The final spot size depends strongly on the working distance i.e. on the distance from the end of the capillary optic to the sample. This is because the radiation is propagated in the optic by multiple total reflections therefore the exit radiation has a maximum divergence according to the critical angle of total reflection. For an instrument to be used in a robust environment the working distance should be large enough that the possibility of touching the optics against the sample is minimised. In the M4 Tornado the working distance is 10 mm, limiting spot size to 20 – 25 µm.

In addition the excitation intensity is partially influenced by the working distance. For a shorter working distance the poly-capillary optic needs a shorter curve radius. This reduces slightly the reflectivity in the capillary optics and increases the loss of intensity by absorption.

DETECTION OF FLUORESCENCE RADIATION

If the sample will be excited with high efficiency than also the high flux of fluorescence radiation needs to be detected and processed. For that purpose Silicon-Drift-Detectors (SDD) are used now [Bruker webpage]. Previously Lithium-drifted Si-detectors (Si(Li)) were used mostly for energy dispersive X-ray spectroscopy. The SDD’s are not only electrically cooled and do not need liquid Nitrogen like Si(Li)’s, but they have also extremely short shaping times and can therefore handle very high count rates. Another important feature of SDD’s is that the energy resolution is not degraded for high count rates.

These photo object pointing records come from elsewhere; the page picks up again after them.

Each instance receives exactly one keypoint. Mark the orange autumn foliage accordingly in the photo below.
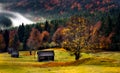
(2, 42)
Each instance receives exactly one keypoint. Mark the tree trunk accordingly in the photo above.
(30, 52)
(77, 55)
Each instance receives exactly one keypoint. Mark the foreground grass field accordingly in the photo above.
(102, 62)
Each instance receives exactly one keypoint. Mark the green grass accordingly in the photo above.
(102, 62)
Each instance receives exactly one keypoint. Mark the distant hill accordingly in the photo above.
(62, 7)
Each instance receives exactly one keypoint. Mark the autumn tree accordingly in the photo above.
(34, 40)
(76, 35)
(11, 38)
(21, 31)
(2, 43)
(58, 36)
(6, 38)
(16, 42)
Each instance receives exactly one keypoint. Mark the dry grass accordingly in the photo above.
(103, 62)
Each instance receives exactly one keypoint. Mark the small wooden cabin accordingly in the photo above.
(15, 54)
(45, 55)
(10, 50)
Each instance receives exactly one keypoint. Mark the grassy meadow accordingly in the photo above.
(102, 62)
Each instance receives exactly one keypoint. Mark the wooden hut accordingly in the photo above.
(45, 55)
(15, 54)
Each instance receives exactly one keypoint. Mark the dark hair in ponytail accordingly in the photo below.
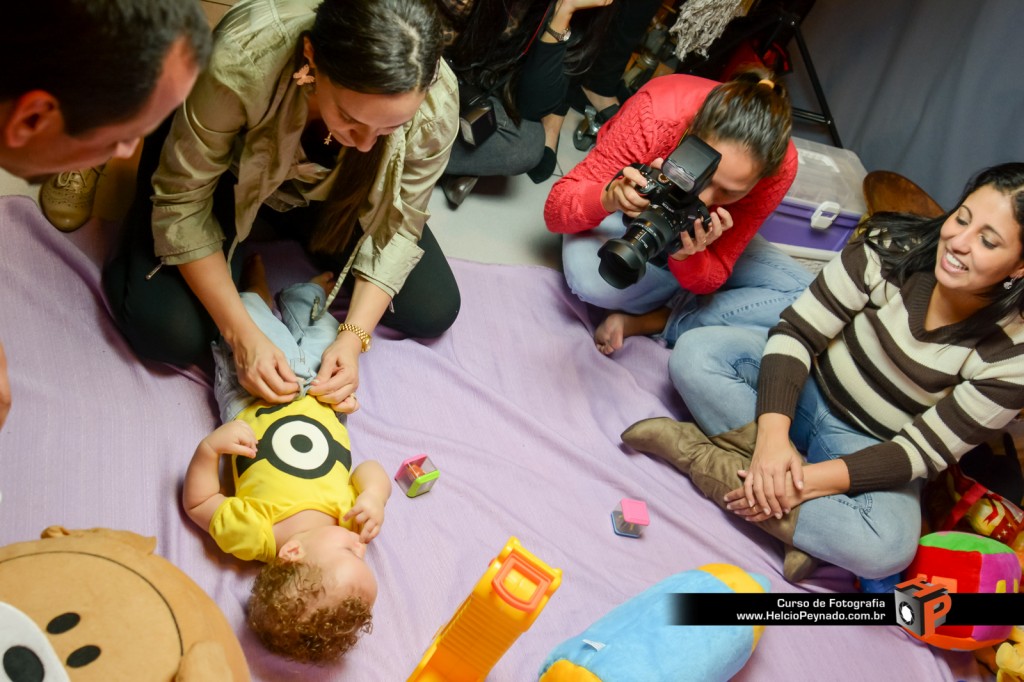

Nevertheless the basic energy resolution will be influenced slightly by the shaping time i.e. for an optimum throughput of 60 kcps the energy resolution is in the range of 130 eV and for an optimum throughput of 130 kcps in the range of 140 eV. The optimum throughput generates a dead time of approx. 30 %. These values are valid for 30 mm² sensitive detector area which is also important to capture a large solid angle of fluorescence radiation from the sample.

With this arrangement count rates for pure elements can be reached in the range of 400 to 500 kcps (for elements like Mn, Fe, Co, Ni, Cu).

SAMPLE POSITIONING

Samples for µ-XRF can be relatively large, requiring a large sample chamber for their positioning. The M4 Tornado has a sample chamber of 600 x 350 mm². The size of a sample that can be examined without new positioning on the stage is 200 x 160 mm with a maximum height of 125 mm.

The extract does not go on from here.